Sunday, March 15, 2020

alone in a crowded car

I am a different person outside this room with the dusty books and scribbled notebooks. I am another different person outside this entire house, with either the company of music or another person.

Anyone outside my own blood.

Years of being chased by the discipline master for my hair. I've hidden behind it for as long as I remember, and the only proof I once didn't care are the photos of my bangs at six, the centre partings at the age of nine.

After twenty-four years I finally found myself. I believe this is me, with these easy conversations at work and in another person's extended family. I believe this is me, with the kindness to strangers and a distant memory of social anxiety.

But with all the changes that came with a better relationship, I remain the same in some ways. I still turn my head to stare at trains and I still climb on the sides of moving escalators. I still get my hair caught in car doors and water bottles, and trip over the tip of my own sandals.

With a year and three months to go, I wonder if I will adapt well. It took my entire life to find the person I have become, with all the clumsiness and unnecessary depth. I doubt I can continue being this very person after marriage. I have to reflect wisdom and maturity. I have to turn up for family gatherings in a headscarf no matter how ugly I feel, with a smile on my face no matter how much I want to die at the moment.

And even after a day with your family, sitting between your sisters-in law with your nephew on my lap. Sharing a cup of mocha with your father and choosing my engagement ring with your mother.

I return home and everything falls back down. And I am doubting things will get better once I am part of your family. In fact I'm fearing it will be worse because I made this choice of becoming someone's wife, somebody else's someone. I will not be my own person anymore, and I can't stay in my bed crying because that's me being selfish.

So gone are the days of spinning around you or kneeling down to greet a cat or laughing hard with your friends. I will have to find another version of myself to live with, after spending my whole life finding the person I am today.

These are the things I tried telling you in the car today, but they went ignored with your eyes on the rearview mirrors and hands on the steering wheel. And then the car door opened and your mum asked me to squeeze behind instead, where I spent the better part clutching on to your nephew for another part of my life. Another part of me that I have yet to find and accept.

Monday, March 09, 2020

'afraid of time'

I am discovering new fears everyday. 

All the scribbles in my diaries from three years ago, all the cries of being 'afraid of time'. I get it now. Time is my captor, I'm scared of getting heavier with fear as I grow. I'm scared no amount of my kindness can erase all I've done.

The farther I run the quicker the past catches up with me. No ghosts by my bedside, or abnormal heartbeat rates, or past loves calling again. Nothing is chasing me but I am weighed down by everything.

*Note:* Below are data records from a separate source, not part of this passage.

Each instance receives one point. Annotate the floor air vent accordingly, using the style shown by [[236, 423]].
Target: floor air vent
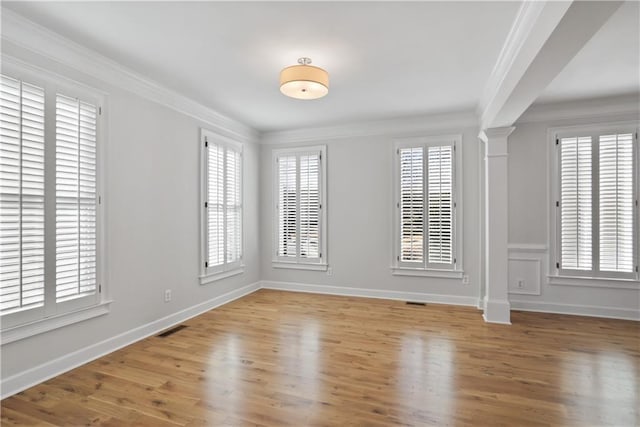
[[172, 331]]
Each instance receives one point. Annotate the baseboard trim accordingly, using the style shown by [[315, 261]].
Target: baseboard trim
[[371, 293], [45, 371], [578, 310]]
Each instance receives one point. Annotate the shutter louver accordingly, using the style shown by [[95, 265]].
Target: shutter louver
[[287, 206], [616, 203], [411, 204], [21, 195], [309, 205], [576, 203], [440, 204], [76, 126], [233, 204], [215, 203]]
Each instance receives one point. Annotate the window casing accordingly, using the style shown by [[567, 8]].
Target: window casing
[[595, 205], [299, 179], [427, 188], [221, 204], [51, 207]]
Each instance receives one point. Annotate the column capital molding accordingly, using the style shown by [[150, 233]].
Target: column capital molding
[[490, 134]]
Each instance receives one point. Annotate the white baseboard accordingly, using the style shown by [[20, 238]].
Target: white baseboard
[[371, 293], [38, 374], [580, 310], [45, 371]]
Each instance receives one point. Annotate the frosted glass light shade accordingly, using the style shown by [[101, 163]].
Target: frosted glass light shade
[[304, 82]]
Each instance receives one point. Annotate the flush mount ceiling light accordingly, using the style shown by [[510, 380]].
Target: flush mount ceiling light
[[304, 81]]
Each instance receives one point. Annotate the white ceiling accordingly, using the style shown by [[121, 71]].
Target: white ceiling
[[385, 59], [608, 65]]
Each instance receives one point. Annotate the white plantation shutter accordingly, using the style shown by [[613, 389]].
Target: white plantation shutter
[[76, 198], [426, 206], [440, 204], [309, 205], [597, 218], [412, 204], [287, 206], [576, 203], [616, 203], [21, 195], [298, 183], [223, 205], [234, 206], [215, 205]]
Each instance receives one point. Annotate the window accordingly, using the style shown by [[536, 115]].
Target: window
[[222, 207], [596, 202], [426, 207], [49, 203], [299, 182]]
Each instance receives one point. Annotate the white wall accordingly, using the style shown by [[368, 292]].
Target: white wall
[[529, 214], [360, 210], [152, 223]]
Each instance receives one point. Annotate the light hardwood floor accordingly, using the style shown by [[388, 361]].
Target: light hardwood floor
[[277, 358]]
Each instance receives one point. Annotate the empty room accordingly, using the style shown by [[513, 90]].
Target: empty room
[[319, 213]]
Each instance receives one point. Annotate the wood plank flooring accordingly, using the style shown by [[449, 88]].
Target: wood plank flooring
[[278, 358]]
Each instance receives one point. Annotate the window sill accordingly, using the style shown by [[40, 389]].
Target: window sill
[[594, 282], [47, 324], [421, 272], [299, 266], [214, 277]]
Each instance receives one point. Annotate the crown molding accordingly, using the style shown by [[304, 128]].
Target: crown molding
[[25, 34], [518, 33], [397, 127], [607, 107]]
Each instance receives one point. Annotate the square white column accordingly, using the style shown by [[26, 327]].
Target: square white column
[[496, 300]]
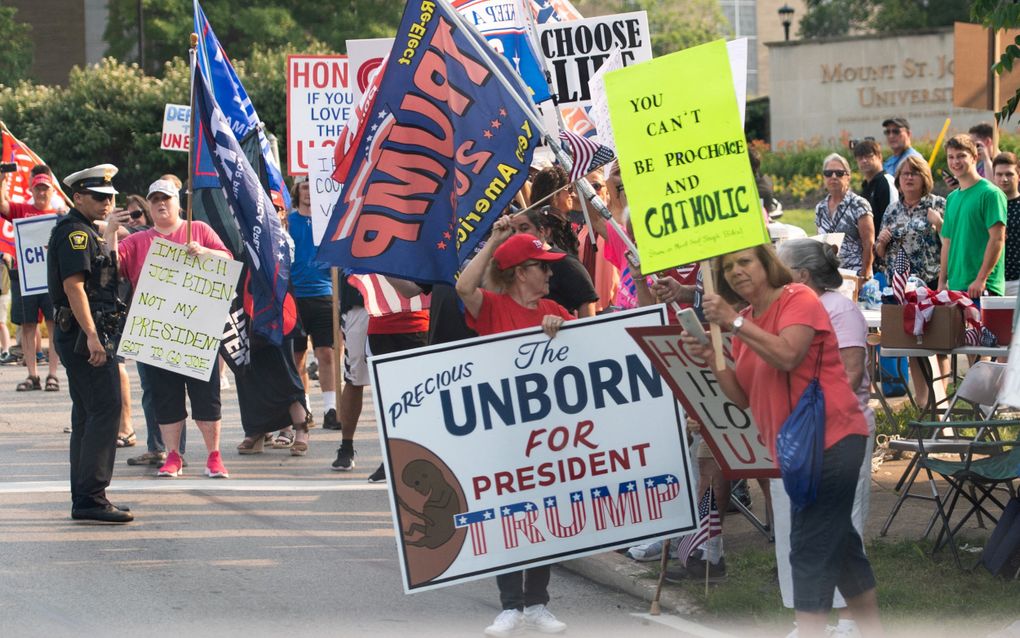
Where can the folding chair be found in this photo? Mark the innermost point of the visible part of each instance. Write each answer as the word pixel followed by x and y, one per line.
pixel 973 479
pixel 979 388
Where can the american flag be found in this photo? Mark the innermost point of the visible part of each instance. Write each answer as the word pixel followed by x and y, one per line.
pixel 709 526
pixel 655 496
pixel 474 522
pixel 577 516
pixel 381 298
pixel 602 501
pixel 512 524
pixel 588 155
pixel 901 273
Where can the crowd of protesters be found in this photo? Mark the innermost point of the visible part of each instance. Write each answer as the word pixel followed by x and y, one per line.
pixel 543 265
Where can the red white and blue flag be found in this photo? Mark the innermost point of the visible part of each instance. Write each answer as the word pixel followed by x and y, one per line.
pixel 709 526
pixel 588 154
pixel 439 152
pixel 577 516
pixel 474 522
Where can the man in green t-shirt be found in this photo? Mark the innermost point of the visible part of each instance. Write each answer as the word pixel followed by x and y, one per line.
pixel 974 230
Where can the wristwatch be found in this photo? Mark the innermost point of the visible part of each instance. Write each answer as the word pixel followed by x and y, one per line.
pixel 737 324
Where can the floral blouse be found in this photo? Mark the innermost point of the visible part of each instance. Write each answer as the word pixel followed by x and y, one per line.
pixel 852 208
pixel 912 232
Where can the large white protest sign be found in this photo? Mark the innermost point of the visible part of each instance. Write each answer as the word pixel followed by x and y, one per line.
pixel 515 450
pixel 32 237
pixel 574 50
pixel 179 310
pixel 729 431
pixel 176 128
pixel 323 189
pixel 318 103
pixel 365 57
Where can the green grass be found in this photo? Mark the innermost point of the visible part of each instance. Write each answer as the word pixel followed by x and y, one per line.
pixel 912 587
pixel 803 217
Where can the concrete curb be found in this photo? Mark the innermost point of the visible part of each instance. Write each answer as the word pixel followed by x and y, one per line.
pixel 620 573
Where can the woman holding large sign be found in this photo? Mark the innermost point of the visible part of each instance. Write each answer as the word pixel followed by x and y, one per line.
pixel 781 342
pixel 519 264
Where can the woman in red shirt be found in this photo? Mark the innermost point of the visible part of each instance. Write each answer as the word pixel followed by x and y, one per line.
pixel 779 341
pixel 519 265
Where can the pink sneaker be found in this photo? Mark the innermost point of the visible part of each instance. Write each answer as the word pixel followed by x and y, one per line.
pixel 172 467
pixel 214 467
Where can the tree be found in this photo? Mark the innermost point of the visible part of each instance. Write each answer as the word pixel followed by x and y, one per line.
pixel 674 26
pixel 16 53
pixel 1000 14
pixel 244 26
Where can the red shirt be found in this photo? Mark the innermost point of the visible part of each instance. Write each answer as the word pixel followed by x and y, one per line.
pixel 500 313
pixel 21 211
pixel 133 249
pixel 766 386
pixel 399 323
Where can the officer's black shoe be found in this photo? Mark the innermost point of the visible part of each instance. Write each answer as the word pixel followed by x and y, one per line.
pixel 107 513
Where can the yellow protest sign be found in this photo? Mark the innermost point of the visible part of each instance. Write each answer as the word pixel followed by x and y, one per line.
pixel 683 158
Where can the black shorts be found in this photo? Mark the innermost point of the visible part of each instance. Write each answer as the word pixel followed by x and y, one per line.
pixel 169 389
pixel 26 309
pixel 316 321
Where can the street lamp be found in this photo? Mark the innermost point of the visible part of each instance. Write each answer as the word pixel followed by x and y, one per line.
pixel 786 15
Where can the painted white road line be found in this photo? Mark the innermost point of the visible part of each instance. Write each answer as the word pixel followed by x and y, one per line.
pixel 687 627
pixel 199 485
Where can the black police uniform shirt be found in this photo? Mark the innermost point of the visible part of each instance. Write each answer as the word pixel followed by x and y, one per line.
pixel 74 247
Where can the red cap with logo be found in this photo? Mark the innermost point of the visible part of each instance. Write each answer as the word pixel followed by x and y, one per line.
pixel 521 247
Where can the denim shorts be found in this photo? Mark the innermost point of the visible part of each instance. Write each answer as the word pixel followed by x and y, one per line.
pixel 825 549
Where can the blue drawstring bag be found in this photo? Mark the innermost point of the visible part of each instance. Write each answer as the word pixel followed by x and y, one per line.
pixel 801 442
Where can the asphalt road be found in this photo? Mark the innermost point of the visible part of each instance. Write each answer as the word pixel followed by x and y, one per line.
pixel 283 547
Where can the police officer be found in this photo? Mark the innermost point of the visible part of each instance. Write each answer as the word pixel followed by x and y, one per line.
pixel 78 257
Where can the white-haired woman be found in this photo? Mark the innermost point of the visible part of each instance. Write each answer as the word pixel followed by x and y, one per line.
pixel 845 211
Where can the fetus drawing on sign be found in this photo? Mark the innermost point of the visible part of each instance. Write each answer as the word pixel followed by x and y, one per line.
pixel 439 509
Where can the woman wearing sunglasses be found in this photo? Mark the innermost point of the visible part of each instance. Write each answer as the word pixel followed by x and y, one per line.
pixel 845 211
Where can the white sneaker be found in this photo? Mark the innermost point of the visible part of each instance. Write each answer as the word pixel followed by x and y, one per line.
pixel 508 623
pixel 540 619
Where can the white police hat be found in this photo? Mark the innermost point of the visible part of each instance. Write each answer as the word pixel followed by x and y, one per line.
pixel 98 180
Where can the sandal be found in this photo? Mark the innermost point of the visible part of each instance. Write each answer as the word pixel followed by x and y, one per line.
pixel 251 445
pixel 32 383
pixel 284 440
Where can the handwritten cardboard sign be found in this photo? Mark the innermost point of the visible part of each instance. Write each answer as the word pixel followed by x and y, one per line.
pixel 683 157
pixel 176 315
pixel 729 431
pixel 32 238
pixel 514 450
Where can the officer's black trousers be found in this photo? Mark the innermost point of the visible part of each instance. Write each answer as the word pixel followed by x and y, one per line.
pixel 95 420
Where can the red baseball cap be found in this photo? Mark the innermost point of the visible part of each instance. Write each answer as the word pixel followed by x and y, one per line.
pixel 521 247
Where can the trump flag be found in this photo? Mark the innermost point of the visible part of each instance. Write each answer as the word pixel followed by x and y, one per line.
pixel 440 151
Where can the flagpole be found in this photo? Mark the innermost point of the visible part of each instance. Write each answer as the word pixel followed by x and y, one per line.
pixel 193 134
pixel 565 160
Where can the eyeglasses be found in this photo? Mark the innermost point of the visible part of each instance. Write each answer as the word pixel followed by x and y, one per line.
pixel 544 265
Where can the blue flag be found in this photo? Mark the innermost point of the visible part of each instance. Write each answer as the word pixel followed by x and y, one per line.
pixel 443 150
pixel 265 251
pixel 237 106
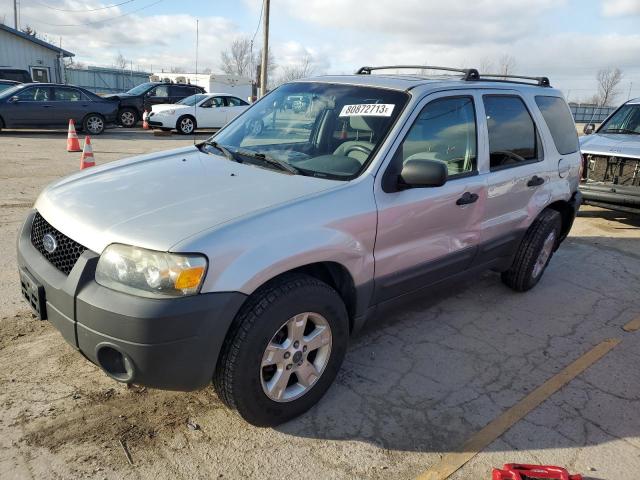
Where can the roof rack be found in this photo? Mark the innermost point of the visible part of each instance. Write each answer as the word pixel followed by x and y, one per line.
pixel 497 77
pixel 469 73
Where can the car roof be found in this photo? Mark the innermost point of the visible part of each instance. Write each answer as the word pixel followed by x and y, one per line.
pixel 403 82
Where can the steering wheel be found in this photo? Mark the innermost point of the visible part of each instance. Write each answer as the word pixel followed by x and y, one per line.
pixel 511 155
pixel 357 148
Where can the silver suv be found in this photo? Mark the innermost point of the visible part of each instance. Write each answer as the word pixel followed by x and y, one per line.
pixel 250 259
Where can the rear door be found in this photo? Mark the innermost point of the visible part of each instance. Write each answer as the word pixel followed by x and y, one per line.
pixel 428 234
pixel 516 172
pixel 34 108
pixel 157 96
pixel 70 103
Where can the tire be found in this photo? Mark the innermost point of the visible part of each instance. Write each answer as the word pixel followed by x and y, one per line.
pixel 128 117
pixel 241 379
pixel 535 252
pixel 93 124
pixel 186 125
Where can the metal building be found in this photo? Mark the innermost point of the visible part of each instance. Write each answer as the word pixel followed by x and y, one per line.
pixel 105 80
pixel 42 60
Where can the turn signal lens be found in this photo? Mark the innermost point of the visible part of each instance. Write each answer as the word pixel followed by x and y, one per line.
pixel 189 278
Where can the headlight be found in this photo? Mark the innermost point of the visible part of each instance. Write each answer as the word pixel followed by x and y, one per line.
pixel 149 273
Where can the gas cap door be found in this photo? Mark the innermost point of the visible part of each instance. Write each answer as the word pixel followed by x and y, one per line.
pixel 563 168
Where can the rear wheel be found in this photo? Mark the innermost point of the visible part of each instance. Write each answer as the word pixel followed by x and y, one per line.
pixel 93 124
pixel 284 351
pixel 535 252
pixel 186 125
pixel 128 117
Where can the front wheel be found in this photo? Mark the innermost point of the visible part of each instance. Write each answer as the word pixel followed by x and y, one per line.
pixel 284 350
pixel 186 125
pixel 535 252
pixel 93 124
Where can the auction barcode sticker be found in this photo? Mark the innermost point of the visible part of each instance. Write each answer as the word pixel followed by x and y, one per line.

What do I do when I'm thirty and my life revolves around the one person I want to see everyday? When I have a breathing child with him, looking at me with curious eyes that turn angry down the road. 

What do I do at fifty when my child starts coming home late? Or learns to answer back to her father and I have to watch the two loves of my life fighting? What do I do when she wishes someone else was her mother instead? 

What do I do at sixty when I am tired but I have to watch a new set of kids come into the world and grow again? 

Seventy, when the words on my books are suddenly too small for me to read. When my favourite songs from decades ago start to fade out and become white noise... when you start to forget what year we are in or where we live or who I am...?

What do I do at eighty when you are gone? You say I will have our kids, our grandkids, which just bred more fears; what if they don't like me? What if they don't want to hold my hand or even sit next to me because I smell of oil or I mumble too much? 

What do I do if I'm still alive at ninety and I've only spent my whole life wishing I was dead? 

After twenty-four years of dark, I admit my fear of my past. It will catch up to me one day. So what do I do when I am under a roof with the only person who knows how to calm me down, but I still awake to accelerated heartbeats and voices screaming in my head and fire on my skin?

I'm scared, Faruq, and I'm scared having you with me every day doesn't help. The world is still too loud for me and no wedding band will change that.